CAPITULO II. EL DORMITORIO TRASERO
Los historiadores nos aseguran que el verano de 1842 no difirió gran cosa de los demás veranos. Sin embargo, para Flush fue tan diferente que seguramente se preguntaría si hasta el mundo no habría cambiado. Fue un verano pasado en un dormitorio; un verano pasado con miss Barrett. Fue un verano pasado en Londres, pasado en el cogollo de la civilización. Al principio sólo veía la habitación y sus muebles, pero ya esto bastaba para asombrarlo. Identificar, distinguir y llamar por sus verdaderos nombres a todos aquellos objetos – tan diversos – le era muy arduo. Y apenas había conseguido acostumbrarse a las mesas, a los bustos, al lavabo – el perfume del agua de Colonia le impresionaba aún desagradablemente – cuando llegó uno de esos días buenos, sin viento, cálidos, pero no achicharrantes, secos, aunque no polvorientos, en que una persona inválida puede salir a tomar el aire. Llegó el día en que miss Barrett pudo arriesgarse a correr la gran aventura de salir de compras con su hermana.
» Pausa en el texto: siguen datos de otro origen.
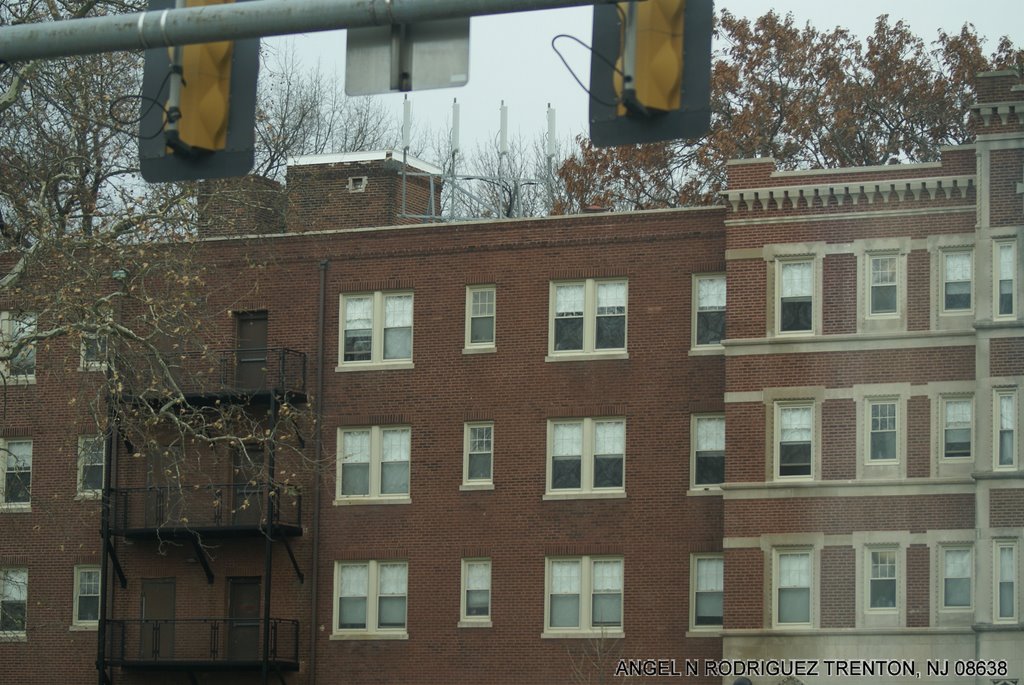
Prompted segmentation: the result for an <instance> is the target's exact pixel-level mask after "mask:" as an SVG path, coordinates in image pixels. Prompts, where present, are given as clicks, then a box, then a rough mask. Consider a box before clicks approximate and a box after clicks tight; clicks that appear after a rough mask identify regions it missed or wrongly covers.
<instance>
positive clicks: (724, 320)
mask: <svg viewBox="0 0 1024 685" xmlns="http://www.w3.org/2000/svg"><path fill="white" fill-rule="evenodd" d="M695 281H696V306H695V307H694V309H695V310H696V317H695V320H694V337H693V344H694V345H695V346H700V345H718V344H720V343H721V342H722V340H723V339H724V338H725V295H726V288H725V275H698V276H696V280H695Z"/></svg>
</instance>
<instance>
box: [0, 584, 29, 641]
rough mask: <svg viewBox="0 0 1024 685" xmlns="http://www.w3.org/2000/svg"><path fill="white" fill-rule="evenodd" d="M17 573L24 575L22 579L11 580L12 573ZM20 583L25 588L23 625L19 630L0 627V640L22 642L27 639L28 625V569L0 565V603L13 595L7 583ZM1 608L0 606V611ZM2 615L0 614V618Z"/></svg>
mask: <svg viewBox="0 0 1024 685" xmlns="http://www.w3.org/2000/svg"><path fill="white" fill-rule="evenodd" d="M15 573H16V574H19V575H23V576H24V580H14V581H11V579H12V576H13V575H14V574H15ZM13 582H16V583H20V584H23V585H24V589H25V593H24V594H25V626H23V628H22V630H19V631H12V630H3V629H2V628H0V642H23V641H25V640H27V639H28V627H29V569H28V568H24V567H18V566H0V603H2V602H3V601H11V600H10V598H11V597H13V596H14V595H13V592H12V591H11V590H10V589H9V588H8V587H7V584H8V583H13ZM2 611H3V609H2V608H0V612H2ZM2 619H3V616H2V615H0V620H2ZM0 626H2V624H0Z"/></svg>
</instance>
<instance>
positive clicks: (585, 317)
mask: <svg viewBox="0 0 1024 685" xmlns="http://www.w3.org/2000/svg"><path fill="white" fill-rule="evenodd" d="M627 296H628V293H627V282H626V281H595V280H593V279H588V280H587V281H581V282H574V283H552V284H551V328H550V341H551V342H550V344H549V353H550V354H551V355H552V356H553V357H557V356H565V355H578V354H600V353H609V352H625V351H626V307H627Z"/></svg>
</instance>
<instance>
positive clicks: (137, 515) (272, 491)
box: [110, 483, 302, 534]
mask: <svg viewBox="0 0 1024 685" xmlns="http://www.w3.org/2000/svg"><path fill="white" fill-rule="evenodd" d="M268 493H269V494H272V495H271V497H272V503H273V514H272V516H270V517H269V519H268V517H267V495H268ZM110 502H111V529H112V531H113V532H114V533H115V534H124V533H126V532H132V531H136V532H141V531H159V530H161V529H163V530H168V529H182V530H205V531H211V530H217V529H224V530H231V529H233V530H240V529H241V530H244V529H250V530H256V529H265V528H267V527H268V524H269V526H270V527H272V528H274V529H276V530H282V529H285V530H287V529H288V528H295V529H298V528H299V527H300V526H301V524H302V495H301V494H300V493H299V491H298V490H297V489H296V488H294V487H287V486H282V485H268V484H266V483H228V484H222V483H207V484H202V485H185V484H174V485H160V486H156V485H152V486H148V487H117V488H112V489H111V500H110Z"/></svg>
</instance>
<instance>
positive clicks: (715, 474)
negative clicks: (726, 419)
mask: <svg viewBox="0 0 1024 685" xmlns="http://www.w3.org/2000/svg"><path fill="white" fill-rule="evenodd" d="M693 433H694V435H693V443H694V444H693V484H694V485H695V486H700V485H718V484H721V483H723V482H725V417H723V416H709V417H695V418H694V420H693Z"/></svg>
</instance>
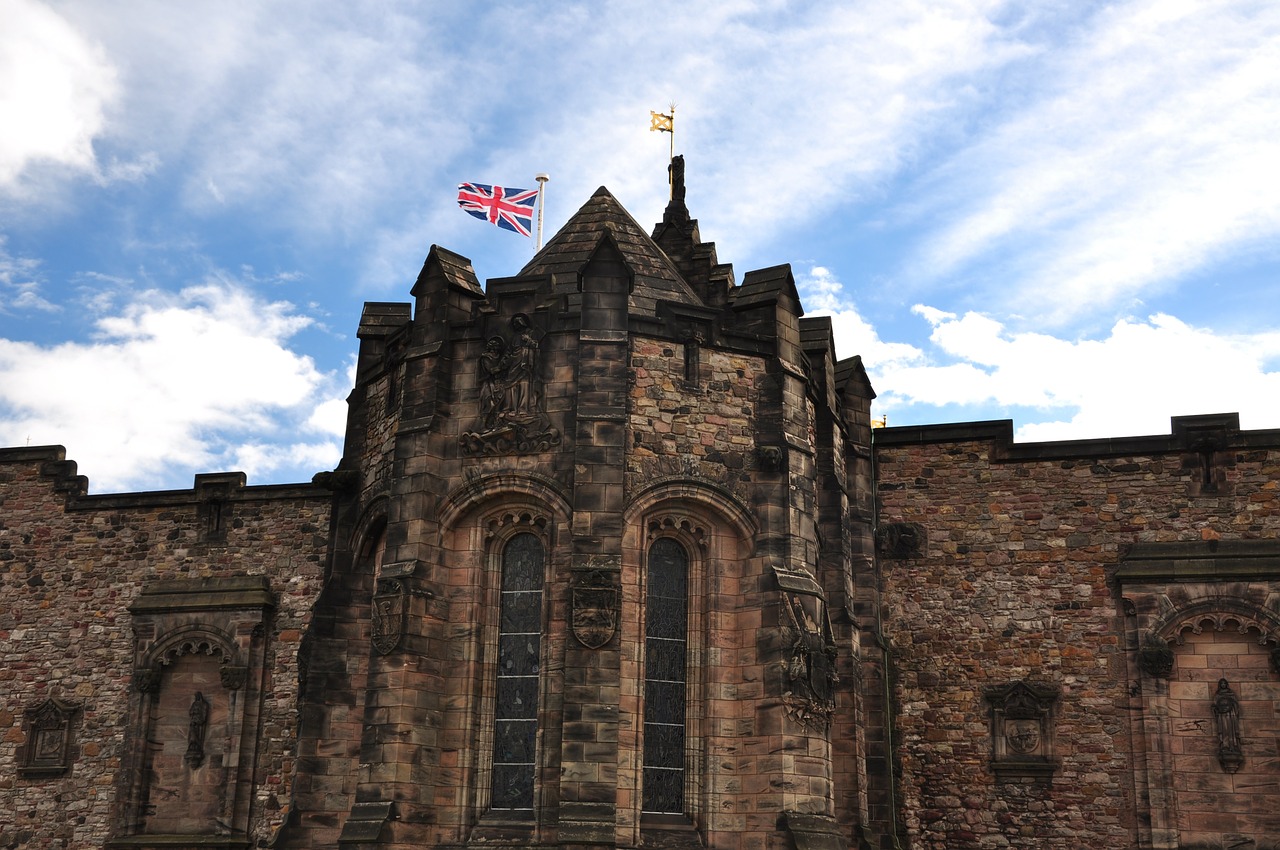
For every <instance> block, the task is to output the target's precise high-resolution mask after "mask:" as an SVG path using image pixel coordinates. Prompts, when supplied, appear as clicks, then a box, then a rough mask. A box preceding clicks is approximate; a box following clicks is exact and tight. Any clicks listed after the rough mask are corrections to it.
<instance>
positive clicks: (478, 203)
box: [458, 183, 538, 236]
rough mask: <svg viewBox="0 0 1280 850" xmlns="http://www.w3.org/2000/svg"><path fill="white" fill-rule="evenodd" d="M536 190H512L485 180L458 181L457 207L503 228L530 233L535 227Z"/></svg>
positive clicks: (525, 232) (521, 235) (528, 233)
mask: <svg viewBox="0 0 1280 850" xmlns="http://www.w3.org/2000/svg"><path fill="white" fill-rule="evenodd" d="M536 202H538V189H513V188H509V187H504V186H489V184H488V183H458V206H461V207H462V209H463V211H466V212H470V214H471V215H474V216H476V218H477V219H484V220H485V221H488V223H489V224H497V225H498V227H500V228H503V229H504V230H511V232H512V233H518V234H520V236H529V230H530V228H532V227H534V205H535V204H536Z"/></svg>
Le dispusieron el coche. Miss Barrett se levantó del sofá; velada y bien arropada, bajó la escalera. Desde luego, Flush la acompañaba. Saltó al coche en cuanto ella subió. Tendido en su regazo, vio – maravillado – desfilar ante sus ojos toda la magnificencia de Londres en su mejor temporada. El coche recorrió la calle Oxford. Flush vio casas construidas casi sólo con vidrio. Vio ventanas en cuyo interior se cruzaban colgaduras de una alegre policromía, o en las que se amontonaban brillantes piezas rosadas, purpúreas, amarillas… El coche paró. Flush pasó bajo sus arcos misteriosos formados por nubecillas y transparencias de gasas coloreadas. Las fibras más remotas de sus sentidos se estremecieron al entrar en contacto con un millón de aromas de China y de Arabia. Sobre los mostradores fluían velozmente yardas y yardas de reluciente seda; el bombasí, en cambio, desenrollaba majestuoso su oscura tonalidad, sin prisa. Las tijeras funcionaban. Lanzaban sus destellos las monedas. El papel se plegaba a las cosas y las cuerdas lo apretaban. Y con tanto ondular de colgaduras, tanto piafar de caballos, con las libreas amarillas y el constante desfile de rostros, cansado de saltar y danzar en todas direcciones, nada tiene de particular que Flush – saciado con tal multiplicidad de sensaciones – se adormilara, se durmiera del todo e incluso soñara, no enterándose ya de nada hasta que no lo sacaron del coche y se cerró tras él la puerta de Wimpole Street.
[2] Miss Barrett dice: «Tenía yo un visillo cubriendo mi ventana abierta.» Y añade. «Papá me insulta por su parecido con el escaparate de un confitero, pero esto no le impide emocionarse cuando el sol ilumina el castillo». Algunos sostienen que el castillo, y lo demás, estaba pintado con una sutil sustancia metálica; otros, que era una cortinilla de muselina ricamente bordada. No parece que haya manera de llegar a una conclusión exacta. (N. de A.)